Well, I counted 5 in the house, but a couple of them may have been in the restroom while I was taking a head count.

“Oh my, Joel, whew, if we were alone at this moment, right? Anyways, keep me on text and absolutely no fair jacking off in the Men’s Room if our texting turns into Sexting. I know I may only get you for tonight, but I want it all. Wow, OK, I have to get on my host mingle on, so the yellow door Joel, the yellow door. LOL and I can’t say that enough because the light blue door in the back of the building is reserved as the other “Men’s Room” if you get my drift, so don’t go in that door. Well, unless you’re looking for my lousy faggot cheating ex-husband or something.”
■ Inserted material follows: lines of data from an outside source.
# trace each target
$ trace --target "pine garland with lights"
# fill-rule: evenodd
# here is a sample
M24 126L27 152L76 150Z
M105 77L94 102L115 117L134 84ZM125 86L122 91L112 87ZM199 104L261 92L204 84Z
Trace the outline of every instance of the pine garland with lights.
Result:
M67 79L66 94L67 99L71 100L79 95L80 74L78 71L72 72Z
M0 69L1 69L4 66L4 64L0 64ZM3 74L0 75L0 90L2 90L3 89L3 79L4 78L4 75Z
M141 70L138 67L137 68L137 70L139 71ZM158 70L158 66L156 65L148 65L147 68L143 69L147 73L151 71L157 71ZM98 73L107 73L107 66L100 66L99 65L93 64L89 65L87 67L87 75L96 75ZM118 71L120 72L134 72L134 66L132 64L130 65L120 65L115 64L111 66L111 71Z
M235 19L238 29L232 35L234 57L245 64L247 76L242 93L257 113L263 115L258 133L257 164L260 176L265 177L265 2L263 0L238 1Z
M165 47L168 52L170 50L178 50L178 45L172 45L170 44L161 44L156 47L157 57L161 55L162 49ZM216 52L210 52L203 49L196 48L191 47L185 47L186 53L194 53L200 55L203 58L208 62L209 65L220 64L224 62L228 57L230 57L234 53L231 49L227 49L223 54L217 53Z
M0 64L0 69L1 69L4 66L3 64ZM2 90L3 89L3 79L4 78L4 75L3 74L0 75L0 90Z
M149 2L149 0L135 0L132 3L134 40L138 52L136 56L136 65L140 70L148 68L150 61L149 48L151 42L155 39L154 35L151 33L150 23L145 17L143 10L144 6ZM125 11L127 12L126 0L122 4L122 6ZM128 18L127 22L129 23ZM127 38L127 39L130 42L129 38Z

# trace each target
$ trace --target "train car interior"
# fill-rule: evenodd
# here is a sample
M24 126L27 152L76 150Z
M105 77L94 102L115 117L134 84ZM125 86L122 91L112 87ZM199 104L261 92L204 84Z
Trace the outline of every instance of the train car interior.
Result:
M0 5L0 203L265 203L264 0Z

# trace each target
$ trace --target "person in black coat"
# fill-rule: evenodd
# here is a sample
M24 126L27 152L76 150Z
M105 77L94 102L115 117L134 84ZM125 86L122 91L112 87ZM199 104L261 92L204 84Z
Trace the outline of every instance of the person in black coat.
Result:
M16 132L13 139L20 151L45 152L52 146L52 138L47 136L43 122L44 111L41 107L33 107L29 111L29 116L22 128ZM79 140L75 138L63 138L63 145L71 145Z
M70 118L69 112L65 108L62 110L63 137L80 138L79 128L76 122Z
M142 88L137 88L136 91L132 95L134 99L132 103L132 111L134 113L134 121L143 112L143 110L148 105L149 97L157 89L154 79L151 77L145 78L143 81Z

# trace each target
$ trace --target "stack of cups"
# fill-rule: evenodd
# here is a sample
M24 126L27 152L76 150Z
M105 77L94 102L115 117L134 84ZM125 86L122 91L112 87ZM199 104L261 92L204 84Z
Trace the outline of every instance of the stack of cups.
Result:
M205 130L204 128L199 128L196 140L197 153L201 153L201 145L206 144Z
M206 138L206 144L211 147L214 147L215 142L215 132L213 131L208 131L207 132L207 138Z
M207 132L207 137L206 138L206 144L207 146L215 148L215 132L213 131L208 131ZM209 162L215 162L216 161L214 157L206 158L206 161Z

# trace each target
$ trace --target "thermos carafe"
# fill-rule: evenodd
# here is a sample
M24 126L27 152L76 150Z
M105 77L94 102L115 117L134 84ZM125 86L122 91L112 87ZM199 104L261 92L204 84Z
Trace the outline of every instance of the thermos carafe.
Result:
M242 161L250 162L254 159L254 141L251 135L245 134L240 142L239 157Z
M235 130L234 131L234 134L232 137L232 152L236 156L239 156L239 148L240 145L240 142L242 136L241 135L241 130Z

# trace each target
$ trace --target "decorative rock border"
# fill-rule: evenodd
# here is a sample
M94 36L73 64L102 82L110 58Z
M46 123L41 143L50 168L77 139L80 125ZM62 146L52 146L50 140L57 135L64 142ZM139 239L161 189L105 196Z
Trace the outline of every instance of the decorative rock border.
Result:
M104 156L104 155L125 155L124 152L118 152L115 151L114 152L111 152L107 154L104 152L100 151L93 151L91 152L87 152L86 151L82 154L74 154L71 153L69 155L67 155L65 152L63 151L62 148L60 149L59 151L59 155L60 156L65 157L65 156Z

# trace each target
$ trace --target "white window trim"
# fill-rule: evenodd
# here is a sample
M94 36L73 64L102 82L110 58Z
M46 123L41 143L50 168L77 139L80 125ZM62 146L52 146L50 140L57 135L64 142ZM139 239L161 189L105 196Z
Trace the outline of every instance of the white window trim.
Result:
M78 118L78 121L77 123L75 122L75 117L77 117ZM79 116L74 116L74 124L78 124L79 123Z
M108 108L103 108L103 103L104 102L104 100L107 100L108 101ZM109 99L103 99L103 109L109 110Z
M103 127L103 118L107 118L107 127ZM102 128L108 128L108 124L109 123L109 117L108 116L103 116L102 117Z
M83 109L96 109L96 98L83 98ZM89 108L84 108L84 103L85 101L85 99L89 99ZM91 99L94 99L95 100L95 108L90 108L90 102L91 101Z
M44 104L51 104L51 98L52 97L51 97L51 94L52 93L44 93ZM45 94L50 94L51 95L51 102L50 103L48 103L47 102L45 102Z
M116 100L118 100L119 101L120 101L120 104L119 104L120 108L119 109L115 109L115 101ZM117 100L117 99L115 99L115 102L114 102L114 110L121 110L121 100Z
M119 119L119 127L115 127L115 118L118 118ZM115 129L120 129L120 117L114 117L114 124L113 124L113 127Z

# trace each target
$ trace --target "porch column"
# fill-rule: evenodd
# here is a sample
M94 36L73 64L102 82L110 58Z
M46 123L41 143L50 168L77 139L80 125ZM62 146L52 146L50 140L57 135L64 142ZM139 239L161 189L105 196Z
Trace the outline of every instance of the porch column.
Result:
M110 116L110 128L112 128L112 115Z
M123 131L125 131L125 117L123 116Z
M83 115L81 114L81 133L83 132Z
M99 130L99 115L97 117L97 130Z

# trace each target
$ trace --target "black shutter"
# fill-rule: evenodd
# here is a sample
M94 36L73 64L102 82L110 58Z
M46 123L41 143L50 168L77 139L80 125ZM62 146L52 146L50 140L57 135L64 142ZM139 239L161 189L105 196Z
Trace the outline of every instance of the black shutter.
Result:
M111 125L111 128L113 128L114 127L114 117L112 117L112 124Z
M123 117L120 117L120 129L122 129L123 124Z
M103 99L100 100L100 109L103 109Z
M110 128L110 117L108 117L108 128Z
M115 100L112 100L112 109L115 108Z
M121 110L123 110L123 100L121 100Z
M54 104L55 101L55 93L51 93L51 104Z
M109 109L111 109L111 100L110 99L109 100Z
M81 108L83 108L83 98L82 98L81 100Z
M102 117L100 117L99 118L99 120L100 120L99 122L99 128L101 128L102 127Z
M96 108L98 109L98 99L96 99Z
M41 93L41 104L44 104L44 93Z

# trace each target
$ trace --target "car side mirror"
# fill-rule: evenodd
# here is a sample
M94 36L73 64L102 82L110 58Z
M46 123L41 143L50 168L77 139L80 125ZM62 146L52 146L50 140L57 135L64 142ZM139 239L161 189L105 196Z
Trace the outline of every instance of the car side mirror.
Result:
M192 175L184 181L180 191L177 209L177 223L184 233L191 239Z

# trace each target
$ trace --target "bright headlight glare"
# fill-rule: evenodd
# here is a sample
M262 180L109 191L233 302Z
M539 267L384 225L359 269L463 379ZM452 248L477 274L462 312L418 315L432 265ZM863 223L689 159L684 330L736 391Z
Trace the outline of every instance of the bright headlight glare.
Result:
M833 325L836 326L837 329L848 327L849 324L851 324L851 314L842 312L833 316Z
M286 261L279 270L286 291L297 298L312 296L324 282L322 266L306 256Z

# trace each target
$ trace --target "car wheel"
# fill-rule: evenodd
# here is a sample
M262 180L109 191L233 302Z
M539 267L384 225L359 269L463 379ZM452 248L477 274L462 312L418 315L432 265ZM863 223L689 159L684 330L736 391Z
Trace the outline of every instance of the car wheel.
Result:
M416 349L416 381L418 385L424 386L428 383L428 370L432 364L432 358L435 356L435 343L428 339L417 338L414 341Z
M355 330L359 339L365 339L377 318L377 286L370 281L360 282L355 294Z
Shoot! She played the “no jacking off” card on me and Mrs. Kelli Kant is looking mighty fine in that knit dress and I spent more than a few evenings jacking off on her big fat round ass and all, but a promise is a promise, I guess. I mean, if anyone one knows how to wiggle tease a nut out with just her bare ass, well, Kelli Kant wrote the book on all that.

“Oh, well, I see you noticed my knit dress, Joel, so next time wear looser pants to a party like this. By the way, I’m still madly in love with you and I want you back, just like you want me from the back, and I can tell that you want me from the back because of what’s going on in your pants right now.”

“Mrs. Kelli Kant, you know that I’m still committed to you and you only.”